J.P. Morgan Asset Management acquired Aviva Investors' Asia-Pacific real estate business, said a spokeswoman for J.P. Morgan.
The deal, which has already closed, sees J.P. Morgan take on the entire 16-person team from Aviva Investors and $1.2 billion of diversified assets in Australia, New Zealand, Japan and Singapore across all real estate types, but primarily office and industrial real estate, the spokeswoman said. The firm already has a real estate presence in India and Greater China, in addition to the U.S. and Europe.
It is an expansion for J.P. Morgan's existing global real assets and real estate business. The spokeswoman said this acquisition “levels the playing field for us across the globe,” for the $1.7 trillion manager. The manager already has $82 billion of real estate, infrastructure and maritime assets under management across the globe.

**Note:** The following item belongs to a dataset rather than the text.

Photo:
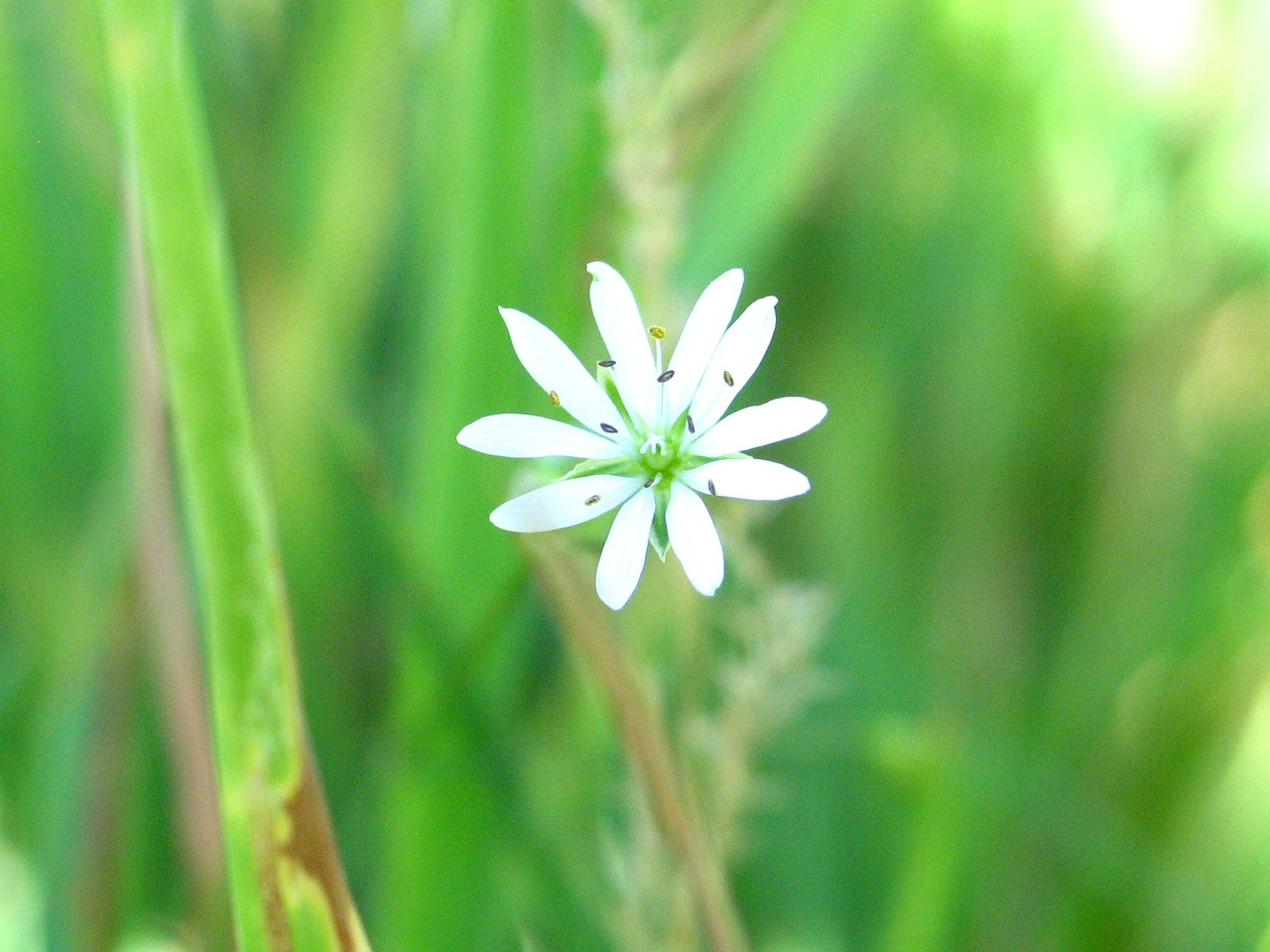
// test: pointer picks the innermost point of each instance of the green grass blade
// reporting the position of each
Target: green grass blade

The spokeswoman added that the value of the transaction was not being disclosed. The deal does not affect Aviva Investors' multimanager real estate strategies in Asia-Pacific, according to a news release by J.P. Morgan Asset Management.
“Growing in Asia-Pacific has been a strategic imperative for us as a global real assets solutions provider,” said Joe Azelby, head of J.P. Morgan Asset Management's global real assets unit, in the release. “With this acquisition, we have expanded our real estate investment capabilities, across the full risk spectrum from core to opportunistic strategies, to help our clients increase their allocations to dynamic growth markets in Asia-Pacific.”
In the same news release, Euan Munro, CEO at Aviva Investors, said the divestment of the Asia-Pacific real estate business was part of the manager's plans to simplify its business and move toward an “integrated operating model and organizational structure. … (W)e selected J.P. Morgan to help ensure stability and continuity for the investors in our Asia-Pacific real estate strategies.”